BT: That’s such a generous reading! When I was in grad school I got obsessed with the philosophy of Ludwig Wittgenstein after watching the magical, campy, rigorous film Derek Jarman made about his life and his thinking. Co-written with the critic Terry Eagleton, it’s a biopic and a primer about Wittgenstein’s philosophy, but it’s also the record of a living queer artist’s conversation with a dead queer philosopher. That film led me to Wittgenstein’s first book, 1921’s Tractatus Logico-Philosophicus, which opens with the famous proposition “The world is everything that is the case.” That claim made me realize how limited my own poems were then, and made me wonder why I was being taught to make poems that exclude so much.
Watching Jarman’s films and reading Wittgenstein instigated a desire to make work that contains more of “everything that is the case,” a desire that I suspect gave shape to my later ambitions and restlessness as a maker. When I look back on my seven books so far I see a dilation outward from the post-confessional “I” of my earliest work toward an “I” that is more overtly situated in context, an “I” caught in the confluence of, as you write, the “personal, historical, philosophical, ecological, literary, and [the] sociopolitical.” It’s worth noting that, later in the Tractatus, Wittgenstein also states that “Ethics and aesthetics are one.” That’s a claim that continues to inspire and challenge me as an unapologetic art fag who’s also a critical citizen of a violent empire.
NB: Long poems—which you, notably, steward—are often contest contenders. I would need both our hands to count the poets I know currently wrestling with a sonnet crown or lyric sequence! Do you notice any distinct essential capacities in the long poem that could help buoy its early makers across its expanse?

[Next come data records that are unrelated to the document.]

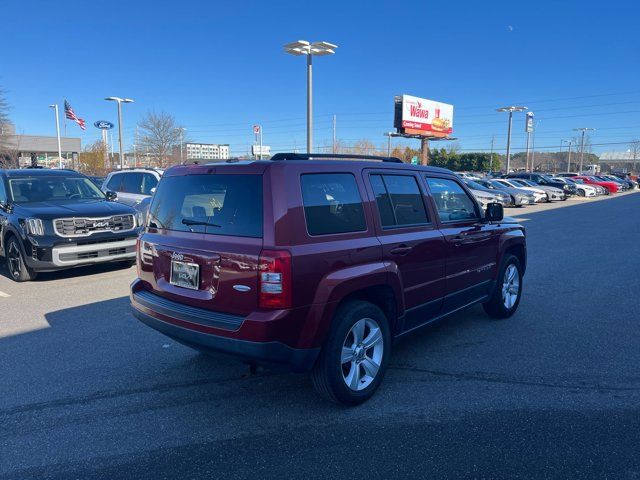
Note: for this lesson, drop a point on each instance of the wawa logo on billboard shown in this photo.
(427, 115)
(416, 110)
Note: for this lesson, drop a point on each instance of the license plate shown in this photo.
(184, 274)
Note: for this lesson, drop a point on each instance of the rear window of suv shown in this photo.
(212, 204)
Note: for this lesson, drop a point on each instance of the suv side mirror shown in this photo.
(494, 212)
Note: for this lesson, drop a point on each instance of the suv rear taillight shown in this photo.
(275, 279)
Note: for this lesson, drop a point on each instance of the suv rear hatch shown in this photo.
(204, 240)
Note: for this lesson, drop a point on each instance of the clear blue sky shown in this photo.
(218, 66)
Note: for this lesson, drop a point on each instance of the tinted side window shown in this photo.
(387, 219)
(451, 200)
(332, 203)
(115, 182)
(132, 182)
(3, 192)
(407, 206)
(148, 182)
(212, 204)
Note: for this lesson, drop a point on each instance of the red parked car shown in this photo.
(612, 187)
(318, 262)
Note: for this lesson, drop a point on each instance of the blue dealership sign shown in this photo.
(103, 125)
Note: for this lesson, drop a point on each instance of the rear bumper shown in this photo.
(185, 326)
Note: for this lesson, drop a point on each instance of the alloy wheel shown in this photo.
(362, 352)
(510, 286)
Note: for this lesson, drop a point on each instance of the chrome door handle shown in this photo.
(401, 250)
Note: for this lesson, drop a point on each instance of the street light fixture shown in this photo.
(303, 47)
(55, 107)
(510, 109)
(583, 130)
(120, 102)
(181, 130)
(568, 142)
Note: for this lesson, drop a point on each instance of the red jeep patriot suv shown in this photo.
(319, 261)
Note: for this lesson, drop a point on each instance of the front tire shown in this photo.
(18, 269)
(507, 293)
(355, 356)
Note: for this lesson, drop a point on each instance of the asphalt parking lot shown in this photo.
(554, 392)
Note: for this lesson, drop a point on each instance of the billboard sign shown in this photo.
(262, 150)
(529, 124)
(103, 125)
(421, 116)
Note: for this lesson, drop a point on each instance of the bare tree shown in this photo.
(158, 134)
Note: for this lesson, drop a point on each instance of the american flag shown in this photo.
(70, 114)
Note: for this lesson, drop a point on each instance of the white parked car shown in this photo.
(583, 189)
(539, 194)
(132, 185)
(553, 193)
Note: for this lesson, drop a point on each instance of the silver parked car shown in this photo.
(519, 197)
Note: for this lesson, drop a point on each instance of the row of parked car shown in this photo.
(314, 262)
(523, 188)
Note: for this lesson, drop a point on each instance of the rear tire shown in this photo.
(355, 355)
(508, 290)
(18, 269)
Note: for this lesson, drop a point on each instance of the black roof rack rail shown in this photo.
(278, 157)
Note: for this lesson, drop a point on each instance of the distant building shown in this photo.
(21, 147)
(205, 151)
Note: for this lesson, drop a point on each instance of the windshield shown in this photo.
(497, 184)
(474, 185)
(53, 189)
(213, 204)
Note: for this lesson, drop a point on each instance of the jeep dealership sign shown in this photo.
(420, 116)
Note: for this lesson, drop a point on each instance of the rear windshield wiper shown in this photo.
(186, 221)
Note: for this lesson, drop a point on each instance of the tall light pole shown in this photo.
(388, 135)
(303, 47)
(120, 102)
(510, 109)
(181, 129)
(583, 130)
(55, 107)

BT: I’m a big fan of sequences and serial poems, and have written my fair share of both, though more than sequences or series I love truly long poems. As both writer and reader, I’m most invested when a sense of aesthetic adventure animates the poem’s unfolding, articulated by and preserved in the leaps or turns in its form. The best work runs on some kind of formal engine that fuels forward motion and perpetuates the kinesis at work in poiesis, yet doesn’t dictate telos or drive progress in expected ways. In fact, following the late, great Fanny Howe, I’d argue that any sequence, series, or long poem should be animated by some form of “bewilderment,” which Howe describes in her seminal essay as “the heave, thrill, and murmur of the nomadic heart.” I wouldn’t write knowing where a sequence, series, or long poem is going to end up, and I don’t want to read feeling the poet already knows where their sequence, series, or long poem is heading. In fact, Howe argues for bewilderment as “a method of searching for something that can’t be found,” and I’m happiest as a reader when I feel like I’m discovering the poem alongside the poet as they risk inclusion and digression! I’m thinking of Tommy Pico’s IRL, Robin Coste Lewis’s “Voyage of the Sable Venus,” Robyn Schiff’s Information Desk, Layli Long Soldier’s “Whereas,” Phoebe Giannisi’s Chimera (translated by Brian Sneeden), or any of Arthur Sze’s remarkable sequences, among many other recent excitements.